In [26]:
import pandas as pd
import numpy as np
import ast
import requests

In [27]:
pd.set_option('display.max_rows', None)

# 1. Prepare data

In [28]:
# Read 4 different listings datasets
df_march = pd.read_csv('data/input/listings_march.csv')
df_june = pd.read_csv('data/input/listings_june.csv')
df_september = pd.read_csv('data/input/listings_september.csv')
df_december = pd.read_csv('data/input/listings_december.csv')

In [29]:
# Combine data
df = pd.concat([df_march, df_june, df_september, df_december])

## 1.1 Data cleaning

In [30]:
# Drop duplicates keeping the latest scraped items for ids with duplicates
df = df.sort_values(by=['id', 'last_scraped'], ascending=[True, False])
df = df.drop_duplicates(subset='id', keep='first')

In [31]:
# Select meaningful columns
df = df[["id", "last_scraped", "host_id", "host_since", "host_is_superhost", "neighbourhood_cleansed", "host_listings_count", "latitude", "longitude", "property_type", "room_type", "accommodates", "bathrooms", "bathrooms_text", "bedrooms", "beds", "amenities", "price", "number_of_reviews", "review_scores_rating", "review_scores_accuracy", "review_scores_cleanliness", "review_scores_checkin", "review_scores_communication", "review_scores_location", "instant_bookable"]]

In [32]:
# Fill in null or empty values when it's possible
df['host_is_superhost'] = df['host_is_superhost'].fillna('f')
df['bedrooms'] = df['bedrooms'].fillna('1.0')
df['beds'] = df['beds'].fillna('1.0')

# For properties without reviews we will replace ratings with 0
df['review_scores_rating'] = df['review_scores_rating'].fillna('0')
df['review_scores_accuracy'] = df['review_scores_accuracy'].fillna('0')
df['review_scores_checkin'] = df['review_scores_checkin'].fillna('0')
df['review_scores_cleanliness'] = df['review_scores_cleanliness'].fillna('0')
df['review_scores_communication'] = df['review_scores_communication'].fillna('0')
df['review_scores_location'] = df['review_scores_location'].fillna('0')

# Convert price to float
df['price'] = df['price'].replace({'\$': '', ',': ''}, regex=True).astype(float)

# Replace t/f with 1/0
df['instant_bookable'] = df['instant_bookable'].map({'t': 1, 'f': 0})

# Replace t/f with 1/0
df['host_is_superhost'] = df['host_is_superhost'].map({'t': 1, 'f': 0})

In [33]:
# Drop rows when filling in empty values is not possible
df = df.dropna(subset=['id', 'host_id', 'price'])

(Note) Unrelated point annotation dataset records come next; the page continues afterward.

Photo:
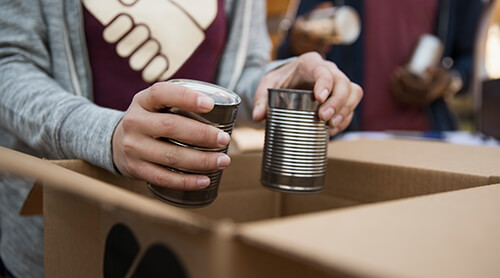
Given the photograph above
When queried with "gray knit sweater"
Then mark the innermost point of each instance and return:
(46, 106)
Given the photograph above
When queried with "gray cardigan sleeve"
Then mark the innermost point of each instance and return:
(39, 108)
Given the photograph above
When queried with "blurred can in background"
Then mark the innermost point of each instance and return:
(296, 143)
(222, 116)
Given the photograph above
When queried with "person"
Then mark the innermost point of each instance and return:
(86, 80)
(395, 97)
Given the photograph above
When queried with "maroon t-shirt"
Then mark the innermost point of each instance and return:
(117, 72)
(392, 29)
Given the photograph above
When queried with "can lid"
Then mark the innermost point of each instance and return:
(220, 95)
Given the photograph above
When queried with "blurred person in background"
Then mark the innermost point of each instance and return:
(395, 97)
(85, 80)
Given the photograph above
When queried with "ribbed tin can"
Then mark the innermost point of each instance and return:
(296, 143)
(222, 116)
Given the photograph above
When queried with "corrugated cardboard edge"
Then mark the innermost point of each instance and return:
(471, 223)
(93, 190)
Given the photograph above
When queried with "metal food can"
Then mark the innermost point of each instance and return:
(222, 116)
(296, 143)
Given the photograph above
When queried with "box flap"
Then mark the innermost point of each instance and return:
(452, 234)
(96, 191)
(431, 155)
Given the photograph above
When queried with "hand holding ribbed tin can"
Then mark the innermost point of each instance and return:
(296, 143)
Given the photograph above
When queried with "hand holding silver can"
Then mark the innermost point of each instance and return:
(221, 116)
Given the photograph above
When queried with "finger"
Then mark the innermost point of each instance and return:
(162, 176)
(168, 154)
(177, 127)
(275, 79)
(334, 130)
(165, 94)
(339, 96)
(353, 99)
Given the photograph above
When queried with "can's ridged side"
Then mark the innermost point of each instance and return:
(296, 143)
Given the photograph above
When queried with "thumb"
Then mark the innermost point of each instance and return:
(260, 102)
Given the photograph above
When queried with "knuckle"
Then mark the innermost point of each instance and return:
(357, 90)
(129, 122)
(162, 178)
(206, 161)
(168, 125)
(156, 90)
(184, 182)
(172, 157)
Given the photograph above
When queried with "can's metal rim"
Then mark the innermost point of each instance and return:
(210, 89)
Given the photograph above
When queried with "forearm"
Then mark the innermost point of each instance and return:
(52, 121)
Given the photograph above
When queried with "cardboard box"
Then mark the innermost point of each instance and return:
(99, 225)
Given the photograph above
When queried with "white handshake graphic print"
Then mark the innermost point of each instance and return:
(157, 35)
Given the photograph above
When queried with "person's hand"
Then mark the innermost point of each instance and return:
(336, 93)
(302, 40)
(139, 152)
(416, 91)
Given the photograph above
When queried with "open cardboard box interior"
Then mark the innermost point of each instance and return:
(229, 238)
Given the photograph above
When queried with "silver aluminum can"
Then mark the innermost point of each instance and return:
(296, 143)
(222, 116)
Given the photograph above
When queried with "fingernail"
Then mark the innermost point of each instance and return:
(223, 138)
(223, 161)
(205, 103)
(334, 131)
(203, 181)
(337, 120)
(328, 114)
(324, 95)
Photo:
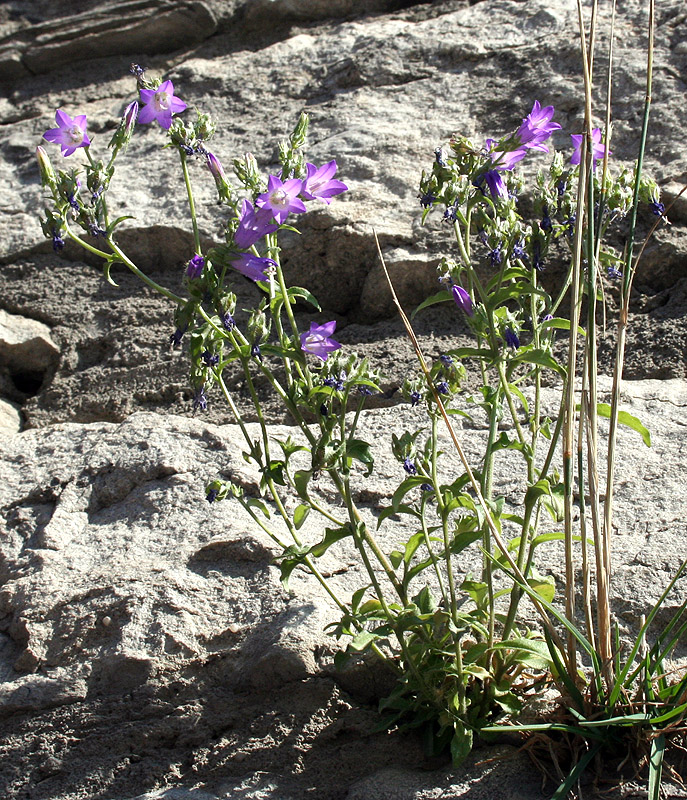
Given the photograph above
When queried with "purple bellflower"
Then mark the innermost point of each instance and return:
(320, 184)
(318, 342)
(70, 133)
(511, 338)
(537, 127)
(253, 225)
(159, 105)
(598, 149)
(252, 266)
(409, 467)
(503, 161)
(463, 300)
(281, 198)
(194, 268)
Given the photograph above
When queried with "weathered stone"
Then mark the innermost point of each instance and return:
(10, 418)
(108, 29)
(25, 344)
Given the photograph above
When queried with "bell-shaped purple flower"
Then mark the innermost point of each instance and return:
(317, 340)
(253, 225)
(159, 105)
(253, 267)
(537, 127)
(463, 299)
(504, 159)
(511, 338)
(194, 268)
(320, 184)
(598, 148)
(70, 133)
(281, 198)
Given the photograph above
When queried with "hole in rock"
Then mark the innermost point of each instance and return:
(28, 383)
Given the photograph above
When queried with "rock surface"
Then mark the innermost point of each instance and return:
(120, 581)
(147, 648)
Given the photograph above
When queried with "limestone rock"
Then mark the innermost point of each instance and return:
(10, 418)
(25, 344)
(383, 91)
(107, 29)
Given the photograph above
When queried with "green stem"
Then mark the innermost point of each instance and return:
(121, 256)
(191, 203)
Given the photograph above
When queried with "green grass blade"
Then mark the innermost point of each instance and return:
(622, 677)
(656, 767)
(562, 792)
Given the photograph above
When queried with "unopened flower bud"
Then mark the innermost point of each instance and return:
(122, 136)
(247, 171)
(300, 131)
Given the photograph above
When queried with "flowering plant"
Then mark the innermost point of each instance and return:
(463, 651)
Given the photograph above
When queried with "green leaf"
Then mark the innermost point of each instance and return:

# Drop rows with some outlier values
# - Rows with empty bathroom value is always have empty values in amenities columns, so it makes sense to drop them
# - We drop properties with price more than 1000 euro per night as they are quite rare and we can count them as outliers
# - Same for propries with more than 500 reviews, there are only 100 of them and we drop them
df = df.dropna(subset=['bathrooms'])
df = df[df["amenities"] != '[]']
df = df[df["price"] < 1000]
df = df[df["number_of_reviews"] < 500]

In [34]:
# We end up with quite limited dataset
df.shape

(6563, 26)

In [35]:
# For set of meaningful amenties we add one-hot-encoded columns
feature_list = [
    "Dishwasher", "Washer", "Dryer", "Microwave", "Freezer", "Private entrance", "Coffee maker",
    "Oven", "Outdoor dining area", "Private patio or balcony", "Luggage dropoff allowed", "Bathtub",
    "Blender", "Paid parking on premises", "Air conditioning", "Waterfront", "Pets allowed",
    "Canal view", "Free parking on premises", "Bikes", "Safe"
]

df['parsed_amenities'] = df['amenities'].apply(ast.literal_eval)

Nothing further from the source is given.